Catherine George is an M.Sc. Data Science student from University of Salford on a hybrid internship for Internet of things and is on the Nurture programme which accelerates the graduate journey into the world of data science. Our Ethos Wilder Sensing project is a programme partner. This aims to quantify biodiversity changes using Artificial Intelligence gathered from sensors in the natural environment. The collaboration provided students with valuable data they can use to complete their M.Sc.

Catherine tells her story from joining the Ethos platform to her solutions for audio data classification.

Catherine George

Catherine George

“From the interview to submitting the dissertation, the entire journey was a great experience. When Lucy Lynch from Eden Smith mentioned Ethos Wilder I was excited because they stood for environmental conservation.

The project assigned was to classify birds from their respective sounds. Ethos Wilder co-founder Geoff Carss highlighted a sensor which would record bird sounds in a landscape.

We were assigned to create a Machine Learning model that classifies birds according to their sounds. The data for training and testing the model was obtained from xeno-canto database (https://xeno-canto.org/), a massive database with a huge collection of bird sounds.

If we take a single recording of a particular bird which spans for a minute, we get a single data point. But audio data holds a lot of information and is multi-dimensional. If we try to chop this one minute recording into small windows, we will have many data points, say 100 data points. This process is called windowing. Now if the windows overlap with each other, this would help retain the bird song in any two data points. So what do we do with all this data now?

Consider we have gathered 100 recordings for each of three different birds; we have almost 30,000 data points for analysis. We did various visualisation techniques (like Principle Component Analysis (PCA) and t-SNE) on this data. This was done and we were able to get three different clusters for the three birds.

We tried a bunch of classification algorithms using these data points. But the accuracy was less than the existing commercially available models. Then we came across the app developed by Cornell University, which converted the audio recordings into an image domain. The audio recordings were converted into spectrograms. Ethos had created Amazon Web Service (AWS) accounts with 2000 credits for three of the M.Sc. students working on the project. Geoff arranged an Immersion day class with the AWS team and we were introduced to the AWS team along with our project. They guided on the different approaches that could be taken and shared the courses and links for learning Amazon SageMaker. This session with the AWS team was very informative and equipped us to use SageMaker to implement the model. One challenge we initially faced was to convert the mp3 recordings from xeno-canto into a spectrogram. A spectrogram is an image which shows the variation of frequency as a function of time.

spectrogram of a bird's (common whitethroat) audio
Spectrograms were created for each recording using librosa library, a python package for music and audio analysis. Thus an audio classification problem was changed to an image classification problem. AWS has a feature called Amazon Rekognition which could automatically assign labels to the spectrograms based on how they are stored in S3 bucket.

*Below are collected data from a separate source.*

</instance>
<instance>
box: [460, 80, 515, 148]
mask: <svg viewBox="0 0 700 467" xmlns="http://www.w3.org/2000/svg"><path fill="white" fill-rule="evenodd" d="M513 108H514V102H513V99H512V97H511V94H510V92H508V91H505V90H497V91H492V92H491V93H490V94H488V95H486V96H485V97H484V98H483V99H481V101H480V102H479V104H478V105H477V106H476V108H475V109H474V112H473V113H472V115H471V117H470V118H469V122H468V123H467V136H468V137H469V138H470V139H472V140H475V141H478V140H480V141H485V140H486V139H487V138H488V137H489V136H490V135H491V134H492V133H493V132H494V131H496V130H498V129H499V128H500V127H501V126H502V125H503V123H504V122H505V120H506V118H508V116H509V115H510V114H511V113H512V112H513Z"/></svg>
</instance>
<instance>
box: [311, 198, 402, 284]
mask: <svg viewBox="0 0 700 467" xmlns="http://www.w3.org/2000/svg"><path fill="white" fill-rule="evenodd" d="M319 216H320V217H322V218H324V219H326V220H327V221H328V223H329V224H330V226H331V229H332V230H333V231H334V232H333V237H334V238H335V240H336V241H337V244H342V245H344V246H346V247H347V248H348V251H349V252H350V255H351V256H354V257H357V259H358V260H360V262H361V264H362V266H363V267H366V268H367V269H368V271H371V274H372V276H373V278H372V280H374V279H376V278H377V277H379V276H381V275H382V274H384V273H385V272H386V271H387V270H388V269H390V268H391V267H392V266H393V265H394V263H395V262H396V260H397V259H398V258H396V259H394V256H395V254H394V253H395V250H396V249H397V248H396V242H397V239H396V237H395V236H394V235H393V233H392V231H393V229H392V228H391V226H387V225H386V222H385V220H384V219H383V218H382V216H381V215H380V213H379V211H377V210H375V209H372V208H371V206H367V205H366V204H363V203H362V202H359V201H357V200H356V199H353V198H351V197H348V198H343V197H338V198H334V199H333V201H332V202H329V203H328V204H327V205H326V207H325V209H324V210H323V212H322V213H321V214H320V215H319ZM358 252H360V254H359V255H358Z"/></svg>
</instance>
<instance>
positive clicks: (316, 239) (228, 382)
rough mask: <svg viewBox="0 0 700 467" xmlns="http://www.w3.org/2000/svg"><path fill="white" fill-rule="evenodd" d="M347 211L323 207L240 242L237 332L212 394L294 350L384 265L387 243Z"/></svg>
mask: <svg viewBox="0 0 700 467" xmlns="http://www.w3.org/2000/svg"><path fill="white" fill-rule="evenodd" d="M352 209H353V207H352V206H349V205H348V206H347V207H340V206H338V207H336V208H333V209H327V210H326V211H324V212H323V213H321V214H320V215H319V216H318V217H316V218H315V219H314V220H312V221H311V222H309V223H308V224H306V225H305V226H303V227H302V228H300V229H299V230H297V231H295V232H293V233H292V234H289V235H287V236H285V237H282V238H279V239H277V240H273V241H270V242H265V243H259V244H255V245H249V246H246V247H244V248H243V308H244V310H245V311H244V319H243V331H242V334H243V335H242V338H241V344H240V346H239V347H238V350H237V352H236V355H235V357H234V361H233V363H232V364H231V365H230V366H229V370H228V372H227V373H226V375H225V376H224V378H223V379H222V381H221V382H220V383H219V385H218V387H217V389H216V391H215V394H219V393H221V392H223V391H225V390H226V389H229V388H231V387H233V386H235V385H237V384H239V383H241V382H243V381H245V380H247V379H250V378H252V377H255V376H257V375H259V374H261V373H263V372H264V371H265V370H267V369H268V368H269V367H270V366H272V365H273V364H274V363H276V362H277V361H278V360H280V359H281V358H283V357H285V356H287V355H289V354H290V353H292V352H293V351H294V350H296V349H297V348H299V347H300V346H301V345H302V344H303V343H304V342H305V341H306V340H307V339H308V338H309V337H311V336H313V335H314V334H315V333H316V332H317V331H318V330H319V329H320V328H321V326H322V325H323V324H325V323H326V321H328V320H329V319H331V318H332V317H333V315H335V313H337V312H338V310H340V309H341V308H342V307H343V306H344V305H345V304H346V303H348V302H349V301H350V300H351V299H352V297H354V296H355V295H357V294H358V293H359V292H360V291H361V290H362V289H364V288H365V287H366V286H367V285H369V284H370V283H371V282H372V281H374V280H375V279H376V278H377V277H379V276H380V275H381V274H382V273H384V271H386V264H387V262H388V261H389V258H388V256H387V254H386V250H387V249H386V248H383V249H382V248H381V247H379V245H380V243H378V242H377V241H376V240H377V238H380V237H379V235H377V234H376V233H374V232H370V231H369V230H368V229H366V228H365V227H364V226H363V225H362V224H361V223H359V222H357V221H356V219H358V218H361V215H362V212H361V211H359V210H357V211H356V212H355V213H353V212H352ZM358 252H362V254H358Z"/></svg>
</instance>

A model was built for ten birds using Rekognition. This model could be applied to identify birds in a particular region and would help in rewilding the environment. The birds considered for the model were birds from the UK only, this could however be extended to different birds.

Geoff Carss added:

We are working with 2 more groups of M.Sc. students exploring options for other aspects of Wilder Sensing – when you have millions of records for birds, animals, insects etc over 3 – 4 years you can ask questions of the data that were never possible before.

If you are interested in new ways to understand how biodiversity is changing please contact us. If you are a landowner, a data scientist, a charity or potential funder please get in touch with the Ethos Wilder sensing project to discuss how we could partner with you! Contact partner Geoff Carss.

Background Information

The sensing project at EthosVO is working closely with Big Data Specialists at Eden Smith. As part of their ‘Nurture’ programme, we’ve been working with three Big Data M.Sc. students at the University of Salford; Jennifer Ikeoha, Catherine George and Mohammad Chowdhory This collaboration has been made possible by the work of Lucy Lynch: Head of Graduate Partnerships at Eden Smith. The trio worked with us for a number of months and embraced collaborative opportunities along the way. Ethos has organised training for the use of Amazon Web Services which has been delivered to the team and a number of Ethos Young Leaders. Huge thank you to Mohamed Ezzat, Ehab Azad and Niall Dryburgh for some great training and mentoring and being so generous with their knowledge and insights.